Methodology

The methodology section introduces the Linear Threshold Model (LTM), a tool used to simulate influence propagation in networks. It explains the significance of solving the influence maximization problem and outlines the hill-climbing algorithm used for optimization.

Setting Up

Linear Threshold Model (LTM) is one of the famous models simulating the spread of influence in networks. Continuing with the movie-inspired analogy, let’s delve into the mechanics of how influence spreads through a network, denoted as \(G\). In this directed network, each individual is represented as a node, categorized as either active (an adopter of the idea) or inactive. Drawing from our motivation, the general assumption is that each node tends to become active.

Now, let’s consider the process in which nodes transition from being inactive to active. This transition occurs monotonically, meaning nodes can only shift from being inactive to active, but not the other way around. Thus, as time progresses, more and more of a node \(v\)’s neighbors become active.
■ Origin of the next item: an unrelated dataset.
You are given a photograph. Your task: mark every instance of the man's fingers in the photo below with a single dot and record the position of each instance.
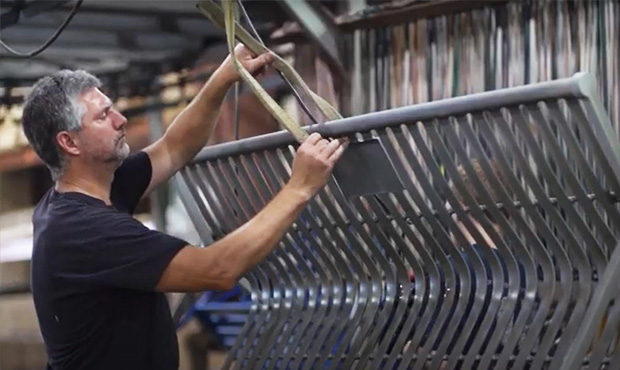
(337, 154)
(314, 138)
(330, 148)
(260, 62)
At some point, a neighbor node \(w\) influences \(v\) to become active, triggering further decisions among other nodes connected to \(v\).

Linear Threshold Model (LTM)

Linear Threshold Model example

Figure 1: Linear Threshold Model example

In the Linear Threshold model, a node \(v\) is influenced by each neighbor \(w\) with a weight \(b_{v,w}\) such that \[\sum_{w \text{ neighbor of v}} b_{v,w} \le 1\] . Each node \(v\) has a threshold \(\theta_v\) which is randomly drawn from the uniform distribution over the interval \([0,1]\), representing the different levels of tendency for each node to adopt the idea from their neighbors.

With a given a random threshold and an initial set of active nodes \(A_0\) (while all other nodes are inactive), the model operates in discrete steps. In step \(t\), all nodes that are active in step \(t-1\) remain active, and any inactive node \(v\) in step \(t-1\) becomes active if the weighted sum of its active neighbors is at least \(\theta_v\): \[\sum_{w\text{ active neighbors of v}} b_{v,w}\ge \theta_v\]

Influence Maximization Problem

The Influence Maximization Problem focuses on finding the best starting nodes to kick off the spread of influence in a network. It’s all about figuring out: Where should we begin to maximize the nodes’ impact?

To crack this problem, we define the influence of a set of nodes \(A\), denoted as \(\sigma(A)\), as the expected number of active nodes at the end of the process, assuming \(A\) is our initial set of active nodes \(A_0\). So, the goal of the influence maximization problem is to identify the best initial set of nodes \(A_0\), given a certain number \(k\) where \(k\in \bf{N}\), to maximize our influence.

Why is it important?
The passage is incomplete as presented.